2. Slack Integration: Instead of just logging to the terminal, the agent should send a message to a Slack channel: "Hey team, I found $500 of waste. Click 'Yes' to fix it." Human-in-the-loop is often safer than full autonomy.
3. Multi-Cloud: Abstract the interface to support Azure and Google Cloud. The concept of "Virtual Machine" and "Disk" is universal, even if the API calls differ.

Closing Thoughts

Building this Autonomous FinOps Agent reinforced a core belief of mine: Automation is the ultimate form of documentation.

By writing code to detect waste, I had to explicitly define what waste is. I couldn't just say "delete unused stuff"; I had to define "unused" in booleans and floats. This clarity is valuable even if you never run the agent. It forces the team to agree on standards.

I hope this article inspires you to look at your own cloud bill—or any repetitive task—and ask, "Could a Python script do this for me?"

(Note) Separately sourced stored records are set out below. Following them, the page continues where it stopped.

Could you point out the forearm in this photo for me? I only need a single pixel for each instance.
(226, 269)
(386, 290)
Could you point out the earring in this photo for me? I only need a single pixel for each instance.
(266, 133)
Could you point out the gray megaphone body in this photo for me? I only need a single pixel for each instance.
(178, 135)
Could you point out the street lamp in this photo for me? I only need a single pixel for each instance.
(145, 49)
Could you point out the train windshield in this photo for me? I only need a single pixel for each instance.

As always, the code is open source. Fork it, break it, and let me know how much money you save!

Happy coding! 🚀

Disclaimer

The views and opinions expressed here are solely my own and do not represent the views, positions, or opinions of my employer or any organization I am affiliated with. The content is based on my personal experience and experimentation and may be incomplete or incorrect. Any errors or misinterpretations are unintentional, and I apologize in advance if any statements are misunderstood or misrepresented.